I’m 9 months old Mummy. Can you believe it is 9 months since I first met you? But I knew you for a long time before that. I’ve been with you now as long as I was inside you. For 9 months it was just you and me. 9 months where you gave me everything and kept me safe. I know I made you sick, but it was all worth it… wasn’t it?
I liked it when it was just you and me. When you used to stroke your tummy, I could feel your hands. It was a bit squashy in there. Sorry that I used to kick your ribs and stab you, but I had to try and have a stretch. You kept me safe and warm in there. I used to like the sound of your heart beating; it made me sleepy and made me feel warm and safe. That’s why I like cuddling you now. Sometimes when I wake up in the night, I miss the sound of your heart. That’s why when you cuddle me I feel so much better. I don’t ever want to be apart from your safe heartbeat.
You have been teaching me how to do lots of things.
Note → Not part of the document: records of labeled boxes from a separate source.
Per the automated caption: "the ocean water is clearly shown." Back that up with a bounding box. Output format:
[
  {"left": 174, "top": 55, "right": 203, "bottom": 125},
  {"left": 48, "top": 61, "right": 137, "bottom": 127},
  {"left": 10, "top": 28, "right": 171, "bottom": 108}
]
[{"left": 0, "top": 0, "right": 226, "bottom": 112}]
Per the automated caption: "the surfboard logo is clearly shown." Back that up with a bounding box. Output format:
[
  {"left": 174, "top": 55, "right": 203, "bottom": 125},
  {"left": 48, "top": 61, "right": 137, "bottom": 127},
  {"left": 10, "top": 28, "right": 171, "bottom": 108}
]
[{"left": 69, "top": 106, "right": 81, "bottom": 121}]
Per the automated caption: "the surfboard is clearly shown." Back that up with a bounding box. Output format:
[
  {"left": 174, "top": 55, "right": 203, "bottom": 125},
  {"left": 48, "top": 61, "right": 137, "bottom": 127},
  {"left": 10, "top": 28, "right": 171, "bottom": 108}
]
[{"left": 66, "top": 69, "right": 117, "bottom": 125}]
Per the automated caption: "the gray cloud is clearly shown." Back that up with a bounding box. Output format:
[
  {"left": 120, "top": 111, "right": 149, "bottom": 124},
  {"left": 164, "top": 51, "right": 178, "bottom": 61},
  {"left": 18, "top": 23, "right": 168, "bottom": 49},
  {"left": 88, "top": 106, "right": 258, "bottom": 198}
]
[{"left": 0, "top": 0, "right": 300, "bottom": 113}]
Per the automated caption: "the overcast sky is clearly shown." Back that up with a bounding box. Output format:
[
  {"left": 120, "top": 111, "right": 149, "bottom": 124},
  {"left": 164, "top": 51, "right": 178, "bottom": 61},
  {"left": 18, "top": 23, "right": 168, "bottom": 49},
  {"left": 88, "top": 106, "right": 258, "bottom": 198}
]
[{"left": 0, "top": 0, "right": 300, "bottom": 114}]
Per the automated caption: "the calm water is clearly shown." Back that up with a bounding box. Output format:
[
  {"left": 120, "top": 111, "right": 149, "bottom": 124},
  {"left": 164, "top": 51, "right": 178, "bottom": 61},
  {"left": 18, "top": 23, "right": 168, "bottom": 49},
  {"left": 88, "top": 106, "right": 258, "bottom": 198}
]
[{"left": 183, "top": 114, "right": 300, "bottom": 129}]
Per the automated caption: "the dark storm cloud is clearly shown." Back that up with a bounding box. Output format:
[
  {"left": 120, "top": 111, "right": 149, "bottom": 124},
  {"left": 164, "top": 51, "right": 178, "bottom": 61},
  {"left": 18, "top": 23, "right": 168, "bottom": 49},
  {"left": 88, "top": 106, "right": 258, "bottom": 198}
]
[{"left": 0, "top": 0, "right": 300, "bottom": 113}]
I really like playing clap hands. It is so much fun and it makes you so happy every time I do it. Sometimes, I know you want me to, but I pretend I can’t do it on purpose. High Five is fun too. That’s our special game that just me and you can play. I know you wanted me to say Mamma first, but you know what Daddy’s like, he would sulk. So I said Dadda. I miss him when he is at work and I know you do too as you talk about him a lot.
We do lots of fun things together. I love music and I love Rhythm Time. When I was in your tummy I used to like hearing music, it made me feel safe. I remember when we went to watch Aunty Kelly in the lead in South Pacific. I recognised her voice and loved the music which is why I danced, spun and kicked non-stop for the entire show. Now I like it when Aunty Kelly sings and plays music for me. She is so much fun. I loved playing with her and dancing on holiday.
I like the classes that I go to with you, we get special time together. Baby Sensory is so much fun – every week there is a new surprise. I love being on your knee as I can have a nosey and see what all of the other babies and mummies are doing. I love smiling and laughing at others. But grown-ups are weird. They always pull weird faces and use a strange voice when they speak to me – weird.
For ages I didn’t like Tummy Time. I don’t know why you kept making me do it. I couldn’t lift my head, I couldn’t move my arms so I just lay there. I’ve heard you joking saying that I looked like I was being arrested – I’m not sure what you meant. So I just cried until you picked me up again. But you were right. Being on my tummy is fun. I have finally learned how to hold my head up and I’m doing my best to crawl. I had lots of practice on holiday! I like shuffling round on my bottom too! It’s great because now I can lean and get my toys on my own and I can roll from side to side. It’s fun… well apart from at night when I keep getting stuck on my tummy. I just can’t seem to get back! Sorry I woke you up so many times the other night… I know six times in three hours is a bit of a joke… I’ll try my best to roll back from now on!
I’m eating lots of big girl food now. I know I used to make you re-blend the jars, but I honestly didn’t like those lumps. They felt weird in my mouth. And I am sorry that I had a melt-down when you tried to feed me your own home made spag-bol. It was weird. I don’t know why but it just didn’t taste like the jars. I appreciate that you spent ages cooking, blending and re-blending the food and that it is a much cheaper and healthier option… but I’m quite happy with the jars. I also will be continuing to kick off it you try to fob me off with carrot and swede again… and as for your roast dinner… well it tasted like fart in a pouch… is there any wonder that I instantly vomited it on Aunty Kelly? I loved trying all the new foods on holiday. It is so much better eating with my hands and trying lots of things. I don’t mind you feeding me sometimes, but I am a big girl now and if I want to do it myself then I should.
I am 9 month old. I will soon be a big girl. I am going to practice lots of new things. I will try some new food and I will carry on trying to learn new things. But promise me one thing. If I still need you in the night, please don’t be mad. Sometimes I just miss you. Sometimes I just want a cuddle and I just like lying in your arms and drinking my bottle. I’ll try not to wake you and I’m sorry that when it’s Daddy’s turn to feed me that I sometimes forget to wake up. I know you like sleep… but i like seeing you in the night, after all, we did have 9 months just the two of us. I am still your baby and I need my mummy.
Thanks for looking after me for the last 9 months, it has been much more fun than the 9 months on the inside!
I love you Mummy.
P.S I’m sorry for all of the times that I have been sick on you… but you really should change those leggings!